Simple speed comparison with Matlab

josujugo · May 3, 2025, 4:04pm

Hi, Julia experts:

I am new using Julia and I want to check differences with Matlab.

I have written a simple Matlab example:

N=100000
tic
for K=[1:N]
sum(cos(2 * pi * [0:N]/N) .* exp(-j * 2 * K * pi/N * [0:N]))/N
end
toc

I have traslated the example to Julia in this way:

N=100000
@time begin
for K in 1:N
sum(cos.(2 * pi * (0:N)/N) .* exp.(-1im * 2 * K * pi/N * (0:N)))/N
end
end

I have obtained better results with Matlab (80 sec. vs 210 sec.).

I would like to know if the problem is my traslation (which is very direct) or simply Matlab is faster for this kind of operations in my machine (Apple ARM M2 Max).

I am using the latest (stable) versions of Julia and Matlab.

Thanks !

josu

Oscar_Smith · May 3, 2025, 4:15pm

This is a known issue. Matlab does a better job of vectorized elementary functions than Julia. That said, you could make this a decent amount faster with sum(cospi.(2/N * (0:N)) .* cispi.(-2 * K / N * (0:N)))/N. cis stands for cos+im*sin and is a faster way to compute exp(im*x), and Julia provides cospi and associated trig functions to do a cheaper and easier reduction.
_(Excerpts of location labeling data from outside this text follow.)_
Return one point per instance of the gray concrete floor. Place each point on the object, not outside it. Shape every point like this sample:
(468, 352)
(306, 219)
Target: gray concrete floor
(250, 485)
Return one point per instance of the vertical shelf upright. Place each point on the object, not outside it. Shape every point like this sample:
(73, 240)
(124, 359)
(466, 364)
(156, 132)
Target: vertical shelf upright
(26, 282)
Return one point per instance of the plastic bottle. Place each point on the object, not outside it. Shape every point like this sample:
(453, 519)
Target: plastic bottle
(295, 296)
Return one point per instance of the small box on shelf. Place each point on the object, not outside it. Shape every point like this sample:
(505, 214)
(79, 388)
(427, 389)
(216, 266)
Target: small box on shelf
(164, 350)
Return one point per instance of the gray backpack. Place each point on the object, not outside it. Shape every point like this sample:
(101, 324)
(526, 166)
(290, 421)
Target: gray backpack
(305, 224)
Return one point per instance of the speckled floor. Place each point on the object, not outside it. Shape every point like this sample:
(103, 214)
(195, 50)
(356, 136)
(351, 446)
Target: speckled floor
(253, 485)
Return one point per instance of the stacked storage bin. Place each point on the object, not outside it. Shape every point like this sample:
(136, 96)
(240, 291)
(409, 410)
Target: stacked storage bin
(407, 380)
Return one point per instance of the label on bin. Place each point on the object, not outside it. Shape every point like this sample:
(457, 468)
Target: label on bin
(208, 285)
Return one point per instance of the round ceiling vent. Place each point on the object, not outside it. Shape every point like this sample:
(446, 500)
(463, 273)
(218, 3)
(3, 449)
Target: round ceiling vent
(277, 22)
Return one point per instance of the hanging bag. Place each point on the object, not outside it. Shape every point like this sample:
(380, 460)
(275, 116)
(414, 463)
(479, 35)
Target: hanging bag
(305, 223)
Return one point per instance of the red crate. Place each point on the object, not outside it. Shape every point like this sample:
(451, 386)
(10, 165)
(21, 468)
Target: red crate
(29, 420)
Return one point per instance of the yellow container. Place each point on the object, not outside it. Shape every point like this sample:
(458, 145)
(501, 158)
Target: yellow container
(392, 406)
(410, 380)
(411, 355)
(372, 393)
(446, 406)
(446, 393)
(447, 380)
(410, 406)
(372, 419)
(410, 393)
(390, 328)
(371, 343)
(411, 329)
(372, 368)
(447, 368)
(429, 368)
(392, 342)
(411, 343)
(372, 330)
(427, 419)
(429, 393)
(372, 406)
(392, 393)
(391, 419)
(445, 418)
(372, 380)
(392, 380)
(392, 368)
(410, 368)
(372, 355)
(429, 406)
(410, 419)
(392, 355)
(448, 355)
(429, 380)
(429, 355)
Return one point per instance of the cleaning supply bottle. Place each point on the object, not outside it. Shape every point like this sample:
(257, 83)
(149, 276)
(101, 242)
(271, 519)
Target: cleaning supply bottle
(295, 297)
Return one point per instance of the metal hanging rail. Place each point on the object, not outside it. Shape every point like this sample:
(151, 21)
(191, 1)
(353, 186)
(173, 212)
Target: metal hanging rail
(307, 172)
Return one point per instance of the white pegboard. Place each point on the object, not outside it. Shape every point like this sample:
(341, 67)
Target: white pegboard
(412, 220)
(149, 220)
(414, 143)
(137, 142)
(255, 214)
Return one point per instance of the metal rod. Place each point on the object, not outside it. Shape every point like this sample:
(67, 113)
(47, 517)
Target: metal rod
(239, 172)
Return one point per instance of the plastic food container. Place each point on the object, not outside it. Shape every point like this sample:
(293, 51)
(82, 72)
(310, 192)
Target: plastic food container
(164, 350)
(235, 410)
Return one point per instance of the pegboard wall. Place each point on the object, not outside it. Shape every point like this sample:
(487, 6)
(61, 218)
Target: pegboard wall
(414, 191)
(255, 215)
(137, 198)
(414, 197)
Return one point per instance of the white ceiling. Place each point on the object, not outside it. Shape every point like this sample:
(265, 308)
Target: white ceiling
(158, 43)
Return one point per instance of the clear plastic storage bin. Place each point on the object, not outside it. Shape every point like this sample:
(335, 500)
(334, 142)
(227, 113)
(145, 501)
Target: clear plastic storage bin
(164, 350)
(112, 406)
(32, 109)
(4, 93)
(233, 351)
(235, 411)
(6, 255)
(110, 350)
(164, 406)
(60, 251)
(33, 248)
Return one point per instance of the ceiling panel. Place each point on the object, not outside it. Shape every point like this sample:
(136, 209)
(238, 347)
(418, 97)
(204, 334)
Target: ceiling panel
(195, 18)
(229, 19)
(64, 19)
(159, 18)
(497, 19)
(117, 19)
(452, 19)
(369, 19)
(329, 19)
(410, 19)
I also think this is missing a couple dots which would speed things up.

josujugo · May 3, 2025, 4:22pm

Ok, thank very much, Oscar. I am going to try with other kind of examples.

Thanks a lot!

JADekker · May 3, 2025, 4:39pm

@josujugo: To elaborate on what Oscar is saying; you can certainly make some small modifications that on my device (Mac with M1) led to roughly a doubling of the speed. The first is to avoid unnecessary allocations by

My fastest version is on 84 seconds, just as your Matlab version. You can even multithread this for an attractive speed-up!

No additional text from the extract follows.